Justin restò fermo sulla soglia in silenzio per quasi cinque minuti. Mi guardava con quelle iridi chiare in cui erano dipinti il dolore e la confusione, facendomi sentire a disagio e di tanto in tanto spostava l'attenzione sull'interno della casa in attesa che parlassi.

Il problema era che non avevo idea di cosa dire, perché nell'esatto momento in cui avevo incrociato il suo sguardo mi ero pentita di avergli mandato il messaggio che lo aveva portato lì. Però ero anche convinta di avere fatto la cosa giusta: la fase è-tutta-colpa-mia era passata ed adesso ero convinta che se avevo tradito Aaron era stato esclusivamente a causa sua. Lui ci aveva provato con me per due settimane, lui mi aveva invitata alla festa, lui mi aveva portata in camera sua.
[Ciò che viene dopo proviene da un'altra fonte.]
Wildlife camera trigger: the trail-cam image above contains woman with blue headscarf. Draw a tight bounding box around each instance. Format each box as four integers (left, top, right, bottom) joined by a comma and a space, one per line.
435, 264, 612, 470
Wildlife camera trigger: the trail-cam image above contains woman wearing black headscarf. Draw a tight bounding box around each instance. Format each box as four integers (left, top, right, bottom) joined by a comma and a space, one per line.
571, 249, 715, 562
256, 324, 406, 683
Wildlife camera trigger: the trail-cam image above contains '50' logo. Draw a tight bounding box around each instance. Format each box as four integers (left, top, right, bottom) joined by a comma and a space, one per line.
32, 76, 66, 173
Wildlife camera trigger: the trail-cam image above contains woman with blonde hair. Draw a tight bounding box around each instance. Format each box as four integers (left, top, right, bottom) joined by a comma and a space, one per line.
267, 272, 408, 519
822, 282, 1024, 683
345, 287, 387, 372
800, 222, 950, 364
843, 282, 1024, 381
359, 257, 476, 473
«Mi fai entrare?» domandò.

Gli rivolsi un'occhiata gelida, poi mi spostai per farlo passare. Quando fu dentro chiusi la porta e mi voltai verso di lui. «Cosa vuoi?»

Sul suo viso comparve un sorriso nervoso. «Non sono mai stato qui» osservò, guardandosi intorno. «È carino.» Entrò in cucina, emise un verso di approvazione e ne uscì, dirigendosi verso un'altra stanza a caso con una naturalezza irritante. Passò dal bagno alla sala da biliardo alla camera dei giochi di mia sorella come se fosse a casa sua e questo non fece che incrementare la mia ira. Infine entrò in sala e si fermò ad osservare sbalordito la piscina ben visibile dalla parete in vetro che dava sull'esterno.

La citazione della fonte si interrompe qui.